Led by Chris Stark, former chief exec of the Climate Change Committee, it will work with energy companies and regulator Ofgem.
The Government say it will help to create jobs as well as helping the environment.
A Department for Energy Security and Net Zero spokesman said: “Solar power is at the heart of our mission to make Britain a clean energy superpower and more energy-independent.
“Solar panels on industrial buildings such as farm sheds will play a key role, alongside a rooftop revolution on new homes to ensure they are fit for a net zero future.”
We get a move on
THE Bank of England’s decision to cut rates for the first time in four years has created a surge of interest from housebuyers and sellers, according to Rightmove.
The number of hopeful buyers contacting estate agents rose by 19 per cent this month.
The number of sellers listing their property was up 5 per cent in the same period.
Rightmove now expects property sale prices to rise by 1 per cent this year.
Chicken on wing & share
CHICKEN chain Wingstop opened a 50th site in the UK yesterday as buyers circle the fast-growing business.
Wingstop, which launched in Britain six years ago, plans to open a further six restaurants this year and 20 next year.
The expansion will add 300 jobs to a workforce of 2,500.
The US fast food chain plans 200 sites within five years.
Chris Sheriff, boss of parent company Lemon Pepper Holdings, said the 50th branch in Bolton was a “milestone”.
The business has hired bankers at Goldman Sachs to find new owners.

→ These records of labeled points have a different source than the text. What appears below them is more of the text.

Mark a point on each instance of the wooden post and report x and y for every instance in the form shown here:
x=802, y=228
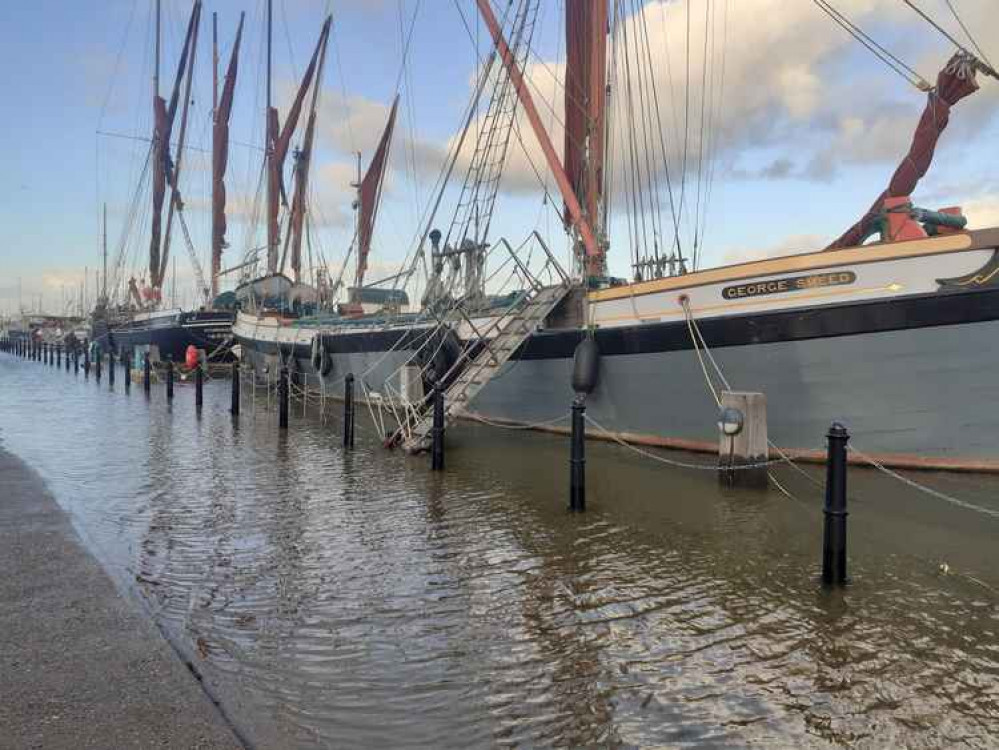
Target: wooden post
x=283, y=398
x=577, y=457
x=437, y=431
x=742, y=439
x=199, y=386
x=348, y=411
x=234, y=396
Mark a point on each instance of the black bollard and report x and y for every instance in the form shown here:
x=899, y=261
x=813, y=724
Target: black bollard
x=199, y=386
x=234, y=403
x=283, y=398
x=834, y=532
x=577, y=458
x=348, y=411
x=437, y=431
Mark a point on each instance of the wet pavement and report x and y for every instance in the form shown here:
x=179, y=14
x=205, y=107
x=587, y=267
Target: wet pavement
x=80, y=666
x=334, y=599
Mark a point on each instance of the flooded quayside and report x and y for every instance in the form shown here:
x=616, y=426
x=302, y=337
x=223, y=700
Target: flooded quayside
x=355, y=598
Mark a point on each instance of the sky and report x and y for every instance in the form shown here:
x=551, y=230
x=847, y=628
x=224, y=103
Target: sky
x=792, y=128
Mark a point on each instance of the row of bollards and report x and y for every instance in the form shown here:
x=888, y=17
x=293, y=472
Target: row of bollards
x=52, y=355
x=834, y=548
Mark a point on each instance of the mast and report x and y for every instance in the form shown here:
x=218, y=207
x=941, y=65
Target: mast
x=279, y=140
x=215, y=63
x=173, y=176
x=156, y=64
x=585, y=93
x=303, y=162
x=104, y=291
x=163, y=168
x=595, y=261
x=369, y=196
x=271, y=137
x=220, y=152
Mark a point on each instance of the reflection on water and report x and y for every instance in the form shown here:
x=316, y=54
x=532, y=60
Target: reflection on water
x=358, y=599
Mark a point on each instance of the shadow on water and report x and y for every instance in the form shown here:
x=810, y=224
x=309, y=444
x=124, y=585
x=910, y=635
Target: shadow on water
x=358, y=599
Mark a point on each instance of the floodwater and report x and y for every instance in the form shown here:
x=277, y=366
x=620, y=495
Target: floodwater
x=333, y=599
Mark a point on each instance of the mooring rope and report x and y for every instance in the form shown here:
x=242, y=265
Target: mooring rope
x=923, y=488
x=532, y=426
x=670, y=462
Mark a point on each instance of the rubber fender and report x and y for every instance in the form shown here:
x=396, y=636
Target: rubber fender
x=325, y=364
x=317, y=353
x=585, y=366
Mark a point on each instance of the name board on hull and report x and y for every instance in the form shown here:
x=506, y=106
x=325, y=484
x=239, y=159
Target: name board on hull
x=789, y=284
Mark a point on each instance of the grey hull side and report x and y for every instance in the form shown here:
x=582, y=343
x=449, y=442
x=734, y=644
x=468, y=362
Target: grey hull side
x=927, y=391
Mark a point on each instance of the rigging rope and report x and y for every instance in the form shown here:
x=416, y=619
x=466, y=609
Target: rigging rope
x=983, y=65
x=903, y=70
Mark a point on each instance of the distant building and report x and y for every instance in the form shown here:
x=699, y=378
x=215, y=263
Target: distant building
x=375, y=299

A private equity buyer is the most likely option.
Fried chicken shops rule the roost, with Brits spending £4.58billion on chicken in fast food restaurants in the past year, according to Kantar.
Wingstop is already going head-to-head with recent US arrivals Popeyes and Dave’s Hot Chicken, who also have aggressive expansion plans.
Business boom
ABOUT 68,000 new British businesses were set up in the first half of the year, 6.6 per cent more than the same time last year.
Figures from a start-up index by Beauhurst, supported by Natwest, suggest it may be a record year for the sector.
Spend power up
THE cost-of-living crisis is starting to ease for some Brits, with the average household disposable income the highest since 2021.
The latest Asda Income Tracker reveals it rose by 11.7 per cent in July to £245 per week.
It is the biggest amount since before the crisis took hold.
Wallets have been helped by inflation falling to 2 per cent and wage rises being around 6 per cent, according to official figures.
But analysts say more households are building savings back up.
Shares big plus
SHARES in online trading platform Plus 500 jumped 4 per cent yesterday as it hiked its profit forecast and unveiled an £84million stock buyback.
It said its cash balances had surpassed $1billion (£771million) for the first time, as it added 56,759 customers to its platform in the last six months.
It also saw an 8 per cent rise in half-year revenues to £306million.
Since its 2013 listing, it has returned £1.77billion to investors, generating 50 times the return from its flotation price, making it the FTSE’s best-performer.